Course Code: |
2360219 |

METU Credit (Theoretical-Laboratory hours/week): |
4(4-0) |

ECTS Credit: |
7.0 |

Language of Instruction: |
English |

Level of Study: |
Undergraduate |

Course Coordinator: |
Assoc.Prof.Dr. BÜLENT KARASÖZEN |

Offered Semester: |
Fall Semesters. |

Prerequisite: |
Set 1: 2360120
Set 2: 3570120 Set 3: 2360118 |

One of the sets above should be completed before taking
MATH219 INTRODUCTION TO DIFFERENTIAL EQUATIONS . |

The objectives of this course are to introduce the student with the concept of a differential equation, basic techniques for solving certain classes of differential equations, especially those which are linear, and making connections between the qualitative features of the equation and the solutions. Connections to problems from the physical world are emphasized. As well as ordinary differential equations, the course aims to introduce the students to certain partial differential equations.
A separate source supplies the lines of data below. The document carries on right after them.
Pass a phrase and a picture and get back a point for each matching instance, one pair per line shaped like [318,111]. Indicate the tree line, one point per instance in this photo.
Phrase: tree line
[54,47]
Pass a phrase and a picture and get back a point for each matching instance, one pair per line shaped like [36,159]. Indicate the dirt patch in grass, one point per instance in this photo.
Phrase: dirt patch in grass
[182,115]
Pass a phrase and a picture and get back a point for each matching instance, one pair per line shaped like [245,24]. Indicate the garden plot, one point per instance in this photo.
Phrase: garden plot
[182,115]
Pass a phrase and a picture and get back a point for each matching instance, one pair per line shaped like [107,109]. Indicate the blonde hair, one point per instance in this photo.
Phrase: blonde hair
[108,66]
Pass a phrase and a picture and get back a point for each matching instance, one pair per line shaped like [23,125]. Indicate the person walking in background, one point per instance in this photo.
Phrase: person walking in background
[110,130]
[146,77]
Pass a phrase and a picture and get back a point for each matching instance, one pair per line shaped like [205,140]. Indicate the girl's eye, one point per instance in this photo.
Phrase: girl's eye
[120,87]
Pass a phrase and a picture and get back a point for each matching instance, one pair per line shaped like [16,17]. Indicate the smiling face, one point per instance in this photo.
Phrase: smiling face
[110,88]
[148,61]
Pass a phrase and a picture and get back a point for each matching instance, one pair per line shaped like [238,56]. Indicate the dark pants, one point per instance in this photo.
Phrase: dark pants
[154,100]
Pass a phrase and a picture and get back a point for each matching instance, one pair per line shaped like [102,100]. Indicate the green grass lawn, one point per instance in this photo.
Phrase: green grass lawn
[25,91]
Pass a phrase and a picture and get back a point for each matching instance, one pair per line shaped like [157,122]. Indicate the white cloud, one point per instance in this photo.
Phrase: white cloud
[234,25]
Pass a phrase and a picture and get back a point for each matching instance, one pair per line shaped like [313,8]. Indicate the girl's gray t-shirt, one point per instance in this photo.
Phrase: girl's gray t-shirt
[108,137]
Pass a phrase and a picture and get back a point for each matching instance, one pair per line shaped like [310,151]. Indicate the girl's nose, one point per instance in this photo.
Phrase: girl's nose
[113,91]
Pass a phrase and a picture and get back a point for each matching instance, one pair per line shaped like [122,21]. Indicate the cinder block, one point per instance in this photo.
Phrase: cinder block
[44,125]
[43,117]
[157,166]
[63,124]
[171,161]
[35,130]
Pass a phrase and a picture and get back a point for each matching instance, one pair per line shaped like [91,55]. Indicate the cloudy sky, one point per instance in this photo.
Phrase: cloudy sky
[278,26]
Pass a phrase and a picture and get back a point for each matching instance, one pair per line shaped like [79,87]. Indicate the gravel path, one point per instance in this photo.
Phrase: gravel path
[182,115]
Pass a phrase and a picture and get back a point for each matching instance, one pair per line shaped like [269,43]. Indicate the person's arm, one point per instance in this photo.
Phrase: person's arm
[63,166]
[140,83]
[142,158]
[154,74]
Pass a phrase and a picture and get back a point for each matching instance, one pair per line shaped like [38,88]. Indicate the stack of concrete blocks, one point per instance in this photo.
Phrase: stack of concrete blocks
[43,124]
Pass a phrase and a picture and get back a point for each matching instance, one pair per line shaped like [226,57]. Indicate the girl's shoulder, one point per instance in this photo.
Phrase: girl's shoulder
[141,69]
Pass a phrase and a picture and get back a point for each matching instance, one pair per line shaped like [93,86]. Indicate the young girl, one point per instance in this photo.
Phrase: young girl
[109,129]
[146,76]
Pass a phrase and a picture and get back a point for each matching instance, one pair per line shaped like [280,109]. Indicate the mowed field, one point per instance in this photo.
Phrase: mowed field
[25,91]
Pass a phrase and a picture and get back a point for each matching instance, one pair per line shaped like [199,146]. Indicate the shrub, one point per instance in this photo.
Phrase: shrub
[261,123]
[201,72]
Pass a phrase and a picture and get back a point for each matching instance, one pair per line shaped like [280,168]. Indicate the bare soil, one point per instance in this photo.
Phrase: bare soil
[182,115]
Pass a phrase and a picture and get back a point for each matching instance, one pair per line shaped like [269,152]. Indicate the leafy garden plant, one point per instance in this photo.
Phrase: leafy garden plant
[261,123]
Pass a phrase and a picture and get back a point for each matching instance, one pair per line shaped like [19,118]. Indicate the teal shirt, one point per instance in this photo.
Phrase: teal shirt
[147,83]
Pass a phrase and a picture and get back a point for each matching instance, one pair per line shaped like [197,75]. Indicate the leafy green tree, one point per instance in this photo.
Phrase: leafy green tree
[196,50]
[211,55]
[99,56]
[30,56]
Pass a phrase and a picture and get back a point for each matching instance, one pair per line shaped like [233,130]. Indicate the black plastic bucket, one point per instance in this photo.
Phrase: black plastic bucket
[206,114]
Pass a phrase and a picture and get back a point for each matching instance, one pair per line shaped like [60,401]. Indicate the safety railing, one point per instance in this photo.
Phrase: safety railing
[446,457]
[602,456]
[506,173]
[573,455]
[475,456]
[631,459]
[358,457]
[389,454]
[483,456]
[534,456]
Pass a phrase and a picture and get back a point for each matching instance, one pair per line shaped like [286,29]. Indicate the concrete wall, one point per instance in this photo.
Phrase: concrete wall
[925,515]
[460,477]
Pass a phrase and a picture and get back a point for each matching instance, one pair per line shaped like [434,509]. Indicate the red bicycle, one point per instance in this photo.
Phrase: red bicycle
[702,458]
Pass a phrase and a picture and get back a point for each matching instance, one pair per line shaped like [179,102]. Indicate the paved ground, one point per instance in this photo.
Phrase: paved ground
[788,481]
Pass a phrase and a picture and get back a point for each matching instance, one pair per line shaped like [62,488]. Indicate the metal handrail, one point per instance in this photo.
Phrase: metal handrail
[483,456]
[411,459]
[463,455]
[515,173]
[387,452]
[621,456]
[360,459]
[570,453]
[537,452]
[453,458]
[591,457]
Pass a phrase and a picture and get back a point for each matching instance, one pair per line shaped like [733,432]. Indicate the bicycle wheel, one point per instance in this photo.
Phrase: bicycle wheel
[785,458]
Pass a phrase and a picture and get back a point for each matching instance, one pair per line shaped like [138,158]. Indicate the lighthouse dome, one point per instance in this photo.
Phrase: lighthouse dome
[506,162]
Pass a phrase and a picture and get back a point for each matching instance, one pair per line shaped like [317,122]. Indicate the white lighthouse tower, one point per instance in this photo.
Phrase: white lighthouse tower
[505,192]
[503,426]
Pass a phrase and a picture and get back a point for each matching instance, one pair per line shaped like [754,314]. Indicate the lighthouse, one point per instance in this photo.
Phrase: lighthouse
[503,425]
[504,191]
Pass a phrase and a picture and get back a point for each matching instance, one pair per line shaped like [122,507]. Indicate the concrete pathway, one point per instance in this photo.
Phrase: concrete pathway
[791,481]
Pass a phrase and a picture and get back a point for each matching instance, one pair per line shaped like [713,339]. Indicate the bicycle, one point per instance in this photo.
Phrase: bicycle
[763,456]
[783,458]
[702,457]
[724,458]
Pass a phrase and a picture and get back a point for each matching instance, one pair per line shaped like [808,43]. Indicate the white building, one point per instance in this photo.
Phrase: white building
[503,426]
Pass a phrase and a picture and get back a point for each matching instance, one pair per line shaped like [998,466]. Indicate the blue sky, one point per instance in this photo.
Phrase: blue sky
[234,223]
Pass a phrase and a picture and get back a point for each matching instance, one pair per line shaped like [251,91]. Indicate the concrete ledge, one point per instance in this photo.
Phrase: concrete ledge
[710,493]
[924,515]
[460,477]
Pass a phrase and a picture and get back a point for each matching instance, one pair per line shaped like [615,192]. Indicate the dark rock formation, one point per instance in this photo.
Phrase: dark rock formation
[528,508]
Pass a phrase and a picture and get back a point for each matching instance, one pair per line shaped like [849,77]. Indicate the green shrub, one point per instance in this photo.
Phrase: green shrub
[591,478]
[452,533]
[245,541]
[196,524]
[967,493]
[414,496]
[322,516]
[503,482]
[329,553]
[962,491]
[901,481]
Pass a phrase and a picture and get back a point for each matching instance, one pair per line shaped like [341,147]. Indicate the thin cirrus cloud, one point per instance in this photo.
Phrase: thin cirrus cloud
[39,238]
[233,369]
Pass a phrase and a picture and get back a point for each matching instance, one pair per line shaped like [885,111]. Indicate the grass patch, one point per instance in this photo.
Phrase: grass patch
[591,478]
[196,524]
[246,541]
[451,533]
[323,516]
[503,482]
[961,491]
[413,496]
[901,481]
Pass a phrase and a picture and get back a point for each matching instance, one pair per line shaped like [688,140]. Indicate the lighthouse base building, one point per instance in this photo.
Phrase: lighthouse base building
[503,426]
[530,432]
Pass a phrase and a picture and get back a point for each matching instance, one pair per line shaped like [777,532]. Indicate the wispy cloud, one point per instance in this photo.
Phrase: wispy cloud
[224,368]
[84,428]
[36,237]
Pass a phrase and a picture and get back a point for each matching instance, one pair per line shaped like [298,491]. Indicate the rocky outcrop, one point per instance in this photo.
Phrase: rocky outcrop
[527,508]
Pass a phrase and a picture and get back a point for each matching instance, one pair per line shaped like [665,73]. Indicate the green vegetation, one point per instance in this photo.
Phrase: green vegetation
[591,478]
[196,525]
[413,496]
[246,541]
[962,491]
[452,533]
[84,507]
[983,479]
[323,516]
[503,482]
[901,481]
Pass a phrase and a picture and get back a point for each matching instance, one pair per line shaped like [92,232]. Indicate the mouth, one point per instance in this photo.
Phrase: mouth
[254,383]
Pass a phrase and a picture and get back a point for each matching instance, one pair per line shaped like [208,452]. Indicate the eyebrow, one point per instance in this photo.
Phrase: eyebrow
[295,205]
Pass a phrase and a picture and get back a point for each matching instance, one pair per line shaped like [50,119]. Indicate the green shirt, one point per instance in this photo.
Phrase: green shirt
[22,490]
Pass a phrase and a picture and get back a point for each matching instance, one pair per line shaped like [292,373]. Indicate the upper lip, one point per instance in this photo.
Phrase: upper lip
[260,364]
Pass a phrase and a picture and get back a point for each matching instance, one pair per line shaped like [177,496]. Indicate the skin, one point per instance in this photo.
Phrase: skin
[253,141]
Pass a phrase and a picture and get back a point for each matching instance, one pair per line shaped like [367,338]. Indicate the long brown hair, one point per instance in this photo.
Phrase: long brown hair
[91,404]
First order equations and various applications. Higher order linear differential equations. Power series solutions: The Laplace transform: solution of initial value problems. Systems of linear differential equations: Introduction Partial Differential Equations.
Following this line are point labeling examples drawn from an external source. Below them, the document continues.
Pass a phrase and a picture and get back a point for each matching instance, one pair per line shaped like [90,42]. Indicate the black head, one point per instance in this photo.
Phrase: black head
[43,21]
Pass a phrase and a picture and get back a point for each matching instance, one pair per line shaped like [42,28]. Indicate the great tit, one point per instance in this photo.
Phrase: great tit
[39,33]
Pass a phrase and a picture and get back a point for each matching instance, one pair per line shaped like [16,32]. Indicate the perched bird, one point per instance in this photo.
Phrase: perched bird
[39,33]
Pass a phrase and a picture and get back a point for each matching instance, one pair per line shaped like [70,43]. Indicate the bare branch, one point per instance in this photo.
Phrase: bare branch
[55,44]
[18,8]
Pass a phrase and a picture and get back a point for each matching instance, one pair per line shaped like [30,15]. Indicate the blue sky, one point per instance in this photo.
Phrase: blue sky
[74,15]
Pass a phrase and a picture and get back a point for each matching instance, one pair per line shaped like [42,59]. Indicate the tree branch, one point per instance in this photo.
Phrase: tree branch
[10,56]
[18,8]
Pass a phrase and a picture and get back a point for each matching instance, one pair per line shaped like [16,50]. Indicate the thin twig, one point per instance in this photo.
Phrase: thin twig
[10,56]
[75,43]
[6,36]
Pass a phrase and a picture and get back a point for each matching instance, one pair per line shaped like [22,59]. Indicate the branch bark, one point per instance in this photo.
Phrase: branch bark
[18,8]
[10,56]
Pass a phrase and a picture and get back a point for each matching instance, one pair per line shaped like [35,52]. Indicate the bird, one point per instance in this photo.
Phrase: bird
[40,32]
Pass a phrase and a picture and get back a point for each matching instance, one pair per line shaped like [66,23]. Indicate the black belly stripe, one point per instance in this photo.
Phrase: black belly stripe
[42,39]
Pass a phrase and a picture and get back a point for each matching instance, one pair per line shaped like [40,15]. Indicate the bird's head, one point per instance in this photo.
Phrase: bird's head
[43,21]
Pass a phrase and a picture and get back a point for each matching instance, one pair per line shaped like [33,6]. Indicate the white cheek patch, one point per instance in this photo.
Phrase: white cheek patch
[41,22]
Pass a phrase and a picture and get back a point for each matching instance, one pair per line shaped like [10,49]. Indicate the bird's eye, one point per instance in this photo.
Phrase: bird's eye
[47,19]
At the end of the course the students are expected to:
1) Understand the concept of a differential equation, the procedure of writing one when a system is described, and to interpret the solutions correctly,
2) Be able to sketch direction fields and read off the qualitative features of the solutions from this, as well as to be able to use simple numeric solvers and interpret the solutions,
3) Understand the theory of linear differential equations and systems in detail, to be able to use the various solution methods presented comfortably (undetermined coefficients, reduction of order, variation of parameters, annihilation, Laplace transform, series solutions, eigenvalues-eigenvectors), and to understand the connections to the concepts from linear algebra, in particular to be able to carry out simple proofs,
4) Be able to solve the heat, wave and Laplace equations using Fourier series expansions when these partial differential equations have relatively simple boundary conditions,
5) Be able to use complex numbers and linear algebra in the process of solving differential equations in an effective manner.